With employment falling, people are more likely to leave the city to find more affordable housing, giving the Bay Area a less favorable outlook when it comes to its commercial real estate. Some businesses are even moving their headquarters out of San Francisco and into more affordable markets.
Office space vacancies are high in downtown San Francisco, and many leases are set to expire in 2023 with no plan to fill them. And it’s not just office spaces: The housing market has been deemed as already in a recession. High rents and high building costs are causing both businesses and residents to flee from the city.
2 – Seattle, WA
The skyrocketing prices of homes and property in Seattle make it difficult for residents and businesses who call the area home to stay put. And even though home prices are expected to fall in 2023, purchasing a home will still be out of reach for most Seattle residents.
Some residents in Seattle are taking more drastic measures, like purchasing homes with friends and family, to afford housing.
Seattle is also affected by the unstable tech industry: The city has seen a lot of job loss in 2023 as a result of the ongoing tech layoffs.
These factors, struggling housing and job markets, that hint toward a recession make Seattle less opportunistic for commercial real estate developers.
3 – Miami, FL
In Miami, the city is still reeling from the effects of the COVID-19 pandemic, which resulted in lower tourism and a struggling housing market. While some Florida economists expect to see upticks in these areas, it’s possible Miami could be hit harder during this year’s recession.
The housing market was hit especially hard in Miami. With not a lot of land area available for development, commercial real estate investors in Miami are hoping for more opportunities in the multi-family sector, including student housing, affordable housing, and senior housing.
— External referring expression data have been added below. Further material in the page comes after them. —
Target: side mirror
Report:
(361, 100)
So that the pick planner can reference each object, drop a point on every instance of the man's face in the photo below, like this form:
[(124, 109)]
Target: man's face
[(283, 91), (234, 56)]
In addition to the housing market, the tourism industry in Miami was hit hard, as well. In 2023, the city is still struggling to see pre-pandemic levels of tourism, mainly because international travel has been lagging.
4 – San Diego, CA
A decrease in tourism and rising inflation rates are two reasons why San Diego is preparing for a minor recession this year. The fear of a recession is magnified by the fact that the city also has a $267 million gap in its budget.
The inflation rate in San Diego is higher than the national average at 6.5%. (The US inflation rate as of March 2023 is 4.98%.) The higher inflation rate is causing an increase in food and housing, which has resulted in a higher cost of living and doing business in the area.
Both these factors have a ripple effect on the entire area. With the cost of doing business in San Diego going up and people not being able to afford to go out as much, businesses aren’t making as much profit, and job security is becoming more of an issue.
5 – Washington, DC
Washington, DC struggles with two major economic problems: a labor shortage and a high cost of living. These two main factors contribute to the likelihood that Washington will be affected by a potential recession in 2023.
One of the biggest problems in Washington is that there is a consistent labor shortage in the tech industry. This makes it nearly impossible for tech companies to move their businesses into Washington, leaving them behind in this industry.
And the tech industry isn’t the only one not growing in Washington. In fact, there are no industries positioned to drive any kind of significant growth in the area in the foreseeable future.